Aside from the common cold, back pain is probably the most common ailment around the world today. It doesn’t discriminate between genders, social classes or ethnic groups. You’re at risk for suffering back pain at some point in your life, regardless of who you are.
There are many causes for back pain. Many of them are the result of an injury from overuse or overextension of the muscles in our back. Some other common causes for back pain are poor posture, standing or sitting for long periods of time, wearing shoes that don’t support your feet correctly or conditions of the foot which cause pain like heel spurs. Age and loss of muscle tone in the supporting muscles can cause back pain. Causes of back pain can range from something as simple as a sore muscle in your abdomen, to something more obvious like a broken leg in a cast. Your back will try and compensate for the fact that you are favoring a particular area of your body because it’s in pain, which we all inevitably do whether consciously or unconsciously.
Most back pain is caused by circumstances which are easily traceable. However, what do you do when your back pain is not so easily diagnosed? You and your physician must start looking at less common differentials. There are diseases and conditions which cause back pain which need to be diagnosed as soon as possible so treatment can be started for them. Recuperation after surgery varies depending on your general health of the person. The health of the person should be good for the treatment through the surgery. The surgery should be done through the experts of the region.

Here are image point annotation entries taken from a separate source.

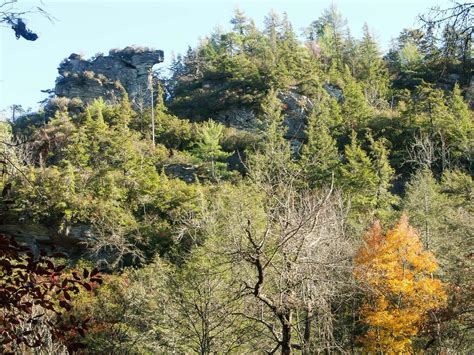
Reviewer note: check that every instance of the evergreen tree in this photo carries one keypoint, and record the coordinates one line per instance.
(208, 147)
(371, 70)
(384, 199)
(355, 109)
(358, 178)
(320, 157)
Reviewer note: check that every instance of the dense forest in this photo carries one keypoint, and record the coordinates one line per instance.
(302, 193)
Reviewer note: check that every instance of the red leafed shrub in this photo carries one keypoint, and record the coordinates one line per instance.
(35, 299)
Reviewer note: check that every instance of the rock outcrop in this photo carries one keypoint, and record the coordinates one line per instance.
(108, 76)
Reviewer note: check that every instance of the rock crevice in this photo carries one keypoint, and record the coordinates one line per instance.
(108, 76)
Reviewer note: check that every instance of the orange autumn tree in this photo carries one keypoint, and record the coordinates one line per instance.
(403, 290)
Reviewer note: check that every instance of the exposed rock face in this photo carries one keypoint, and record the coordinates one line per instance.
(296, 109)
(108, 76)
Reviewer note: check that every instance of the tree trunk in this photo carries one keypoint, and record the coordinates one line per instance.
(286, 333)
(307, 331)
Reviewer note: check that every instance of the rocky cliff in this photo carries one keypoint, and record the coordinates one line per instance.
(108, 75)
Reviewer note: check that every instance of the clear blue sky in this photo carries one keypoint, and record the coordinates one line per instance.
(88, 27)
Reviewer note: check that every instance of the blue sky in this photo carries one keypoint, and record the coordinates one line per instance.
(88, 27)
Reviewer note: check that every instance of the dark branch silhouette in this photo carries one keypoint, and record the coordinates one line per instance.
(19, 26)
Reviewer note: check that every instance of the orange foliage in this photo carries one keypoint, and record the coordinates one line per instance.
(399, 273)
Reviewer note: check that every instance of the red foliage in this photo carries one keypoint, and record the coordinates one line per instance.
(31, 287)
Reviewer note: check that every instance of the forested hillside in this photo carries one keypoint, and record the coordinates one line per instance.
(302, 193)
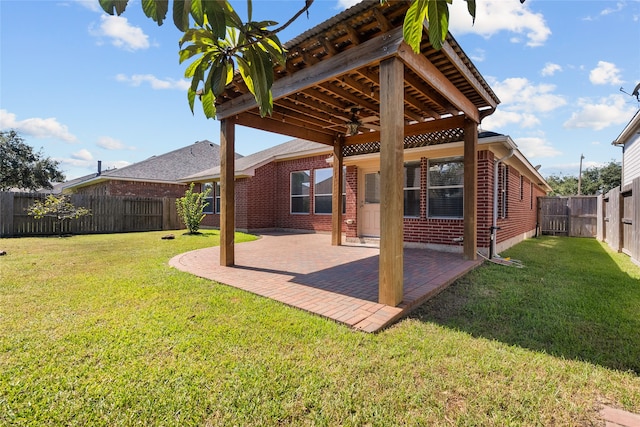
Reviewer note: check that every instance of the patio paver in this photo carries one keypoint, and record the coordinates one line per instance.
(337, 282)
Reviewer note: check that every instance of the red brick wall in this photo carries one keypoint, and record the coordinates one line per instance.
(282, 206)
(263, 201)
(521, 212)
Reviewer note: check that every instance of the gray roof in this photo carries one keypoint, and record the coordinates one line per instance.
(168, 167)
(246, 165)
(172, 165)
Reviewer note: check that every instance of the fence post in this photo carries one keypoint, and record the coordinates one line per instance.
(6, 214)
(635, 225)
(600, 218)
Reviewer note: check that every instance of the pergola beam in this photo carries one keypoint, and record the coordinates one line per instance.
(369, 52)
(391, 274)
(430, 74)
(227, 193)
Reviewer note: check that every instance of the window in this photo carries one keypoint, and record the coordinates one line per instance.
(323, 190)
(300, 184)
(208, 209)
(217, 195)
(412, 189)
(503, 187)
(445, 188)
(521, 187)
(372, 188)
(531, 195)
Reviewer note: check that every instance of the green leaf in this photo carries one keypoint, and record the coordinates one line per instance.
(191, 96)
(197, 12)
(156, 9)
(438, 15)
(216, 16)
(275, 49)
(471, 7)
(208, 104)
(181, 11)
(231, 17)
(413, 24)
(114, 6)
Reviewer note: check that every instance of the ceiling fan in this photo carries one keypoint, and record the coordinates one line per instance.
(354, 123)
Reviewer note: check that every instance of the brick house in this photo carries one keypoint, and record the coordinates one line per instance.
(288, 187)
(157, 176)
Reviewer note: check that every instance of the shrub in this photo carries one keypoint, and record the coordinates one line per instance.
(58, 207)
(191, 207)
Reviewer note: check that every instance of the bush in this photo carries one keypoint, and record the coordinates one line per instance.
(191, 207)
(58, 207)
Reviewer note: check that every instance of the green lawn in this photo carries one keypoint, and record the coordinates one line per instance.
(98, 330)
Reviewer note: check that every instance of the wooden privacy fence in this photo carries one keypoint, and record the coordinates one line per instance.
(109, 214)
(568, 216)
(619, 219)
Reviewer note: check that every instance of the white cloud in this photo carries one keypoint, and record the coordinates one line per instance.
(36, 127)
(605, 73)
(608, 11)
(83, 154)
(116, 164)
(478, 55)
(521, 102)
(109, 143)
(346, 4)
(550, 69)
(533, 147)
(121, 33)
(493, 16)
(88, 4)
(155, 83)
(82, 158)
(600, 114)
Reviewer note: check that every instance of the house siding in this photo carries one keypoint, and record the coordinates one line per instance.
(631, 160)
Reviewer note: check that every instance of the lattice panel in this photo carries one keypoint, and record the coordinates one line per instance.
(414, 141)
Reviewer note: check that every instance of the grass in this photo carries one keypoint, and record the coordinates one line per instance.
(98, 330)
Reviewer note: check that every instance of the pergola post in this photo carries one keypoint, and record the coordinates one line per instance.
(336, 198)
(470, 215)
(227, 192)
(391, 274)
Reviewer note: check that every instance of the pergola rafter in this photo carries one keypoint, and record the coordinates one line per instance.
(357, 63)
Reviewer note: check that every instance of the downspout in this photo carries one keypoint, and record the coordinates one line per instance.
(494, 226)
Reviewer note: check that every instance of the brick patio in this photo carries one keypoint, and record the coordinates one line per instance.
(337, 282)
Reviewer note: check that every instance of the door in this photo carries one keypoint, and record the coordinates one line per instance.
(369, 203)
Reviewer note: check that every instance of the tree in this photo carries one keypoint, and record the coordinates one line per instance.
(59, 208)
(21, 167)
(221, 40)
(191, 208)
(594, 180)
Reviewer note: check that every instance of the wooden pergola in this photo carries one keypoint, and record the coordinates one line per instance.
(356, 65)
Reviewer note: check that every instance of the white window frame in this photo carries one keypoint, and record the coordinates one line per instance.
(443, 187)
(406, 189)
(302, 196)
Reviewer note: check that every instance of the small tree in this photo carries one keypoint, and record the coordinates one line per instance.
(22, 168)
(59, 208)
(191, 208)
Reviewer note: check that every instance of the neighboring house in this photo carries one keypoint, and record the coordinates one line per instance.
(629, 140)
(157, 176)
(288, 187)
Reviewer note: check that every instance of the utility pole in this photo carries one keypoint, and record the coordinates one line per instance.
(580, 176)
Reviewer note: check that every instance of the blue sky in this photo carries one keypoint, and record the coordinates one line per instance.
(84, 86)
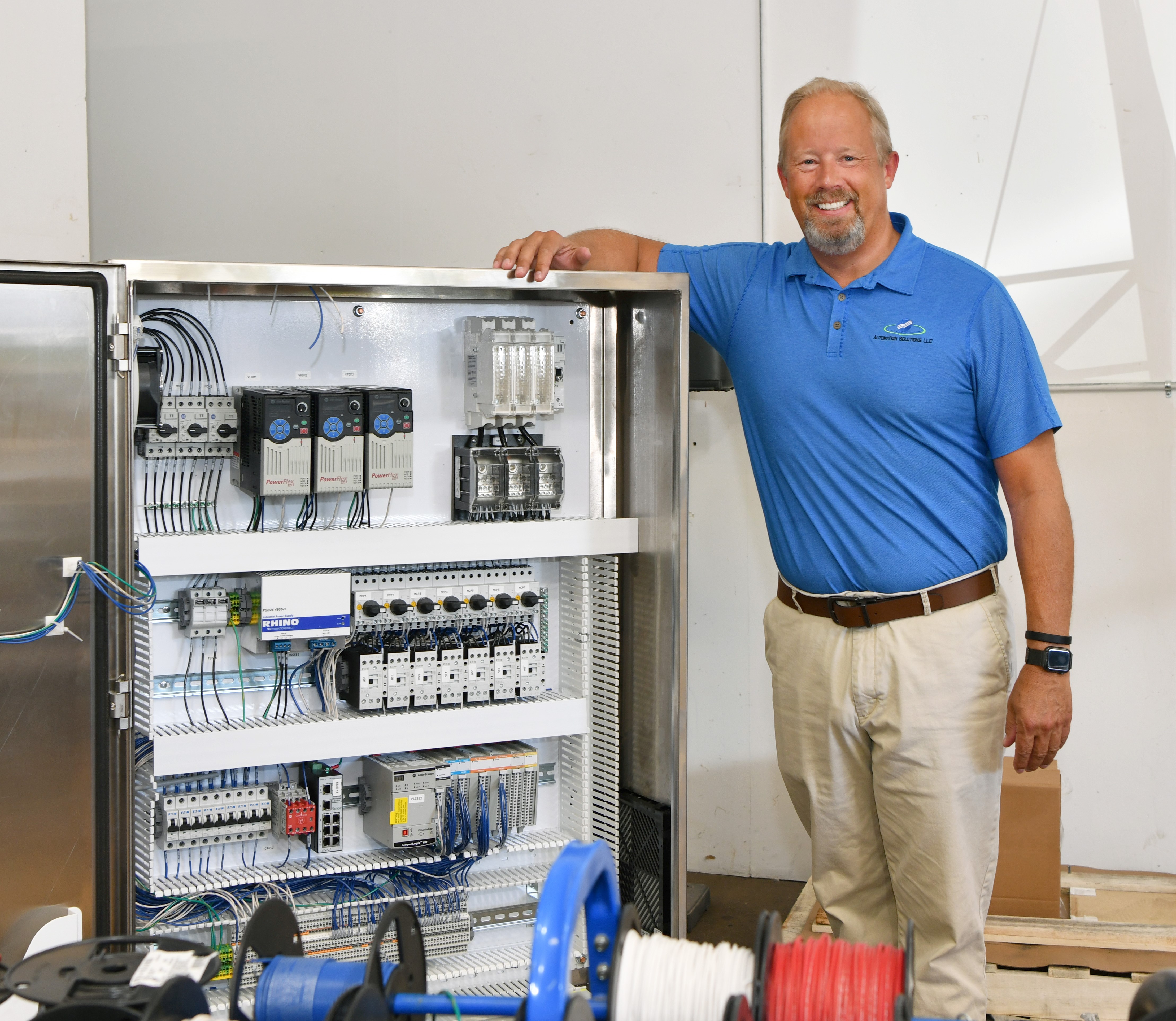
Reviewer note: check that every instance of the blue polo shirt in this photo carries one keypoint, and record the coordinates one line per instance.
(872, 412)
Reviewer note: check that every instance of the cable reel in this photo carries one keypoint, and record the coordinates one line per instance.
(91, 981)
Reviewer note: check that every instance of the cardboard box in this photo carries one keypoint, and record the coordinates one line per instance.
(1028, 871)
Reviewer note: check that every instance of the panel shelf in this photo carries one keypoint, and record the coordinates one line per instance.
(424, 543)
(206, 747)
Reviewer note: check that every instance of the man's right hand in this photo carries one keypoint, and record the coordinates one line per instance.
(543, 251)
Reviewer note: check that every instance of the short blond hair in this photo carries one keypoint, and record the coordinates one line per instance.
(880, 128)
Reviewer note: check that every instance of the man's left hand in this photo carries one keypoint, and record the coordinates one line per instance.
(1038, 717)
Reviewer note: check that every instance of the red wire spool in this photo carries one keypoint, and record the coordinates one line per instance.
(833, 980)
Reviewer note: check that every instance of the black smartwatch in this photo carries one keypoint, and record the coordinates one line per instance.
(1053, 659)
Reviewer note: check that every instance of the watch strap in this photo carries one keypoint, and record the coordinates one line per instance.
(1041, 637)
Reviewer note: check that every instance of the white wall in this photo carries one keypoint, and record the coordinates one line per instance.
(44, 205)
(416, 133)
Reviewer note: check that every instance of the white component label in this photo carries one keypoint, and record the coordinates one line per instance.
(159, 966)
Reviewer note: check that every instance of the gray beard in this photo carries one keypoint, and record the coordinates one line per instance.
(839, 244)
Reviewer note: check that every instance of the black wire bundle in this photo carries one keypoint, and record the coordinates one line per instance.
(188, 350)
(359, 513)
(308, 513)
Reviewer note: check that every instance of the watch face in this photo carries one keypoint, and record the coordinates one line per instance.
(1058, 660)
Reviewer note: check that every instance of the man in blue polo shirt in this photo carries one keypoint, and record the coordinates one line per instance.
(887, 387)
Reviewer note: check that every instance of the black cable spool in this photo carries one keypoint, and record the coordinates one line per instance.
(370, 1000)
(92, 974)
(1155, 1000)
(768, 931)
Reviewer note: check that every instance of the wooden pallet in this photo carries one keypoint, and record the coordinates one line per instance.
(1048, 968)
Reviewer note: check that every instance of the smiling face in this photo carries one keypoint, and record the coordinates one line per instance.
(833, 177)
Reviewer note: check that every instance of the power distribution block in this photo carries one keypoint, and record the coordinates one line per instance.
(389, 438)
(211, 818)
(203, 612)
(275, 444)
(338, 452)
(299, 606)
(514, 372)
(293, 811)
(505, 478)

One such condition is called osteoporosis. This is common the older a person gets. Approximately 1 out of 5 women over the age of 50 in the U.S. suffer from the condition and Caucasian women are at higher risk. Osteoporosis can also affect men, although it’s more common in women. In the later stages of the disease lower back pain can be caused because of fractures in the spinal bones because of low bone density. This condition can be tested for before symptoms occur with a non-invasive bone density scan. It’s advisable to get one if you’re over 50 years of age.
Another less common cause of back pain is a disease called ankylosing spondylitis (AS for short). This is a type of arthritis that primarily affects the spine and sacroiliac joints that connect the lower spine to the pelvic bone at the hip. This disease is primarily seen in men, developing between the ages of 18-35. It is considered an autoimmune rheumatic condition and has been shown to be related to certain genes. This disease causes inflammation between the vertebrae of the spine and the sacroiliac joints. As it progresses it can cause the vertebrae to become fused together. As with other autoimmune diseases, there is no cure. Treatments are available, though, to reduce the inflammation, pain and other symptoms.
These are only a couple of examples of more serious conditions that can cause back pain. It is far more likely that you have a simple strain or you have been sitting in front of a computer for a prolonged period of time and that is what’s causing your back pain. However, if bed rest, hot and cold compresses and over-the-counter anti-inflammatories are not improving your pain or it is becoming worse, you should actively seek out a physician’s care. Although the possibility is remote, it’s possible that you may have a more serious, undiagnosed condition that needs long term care.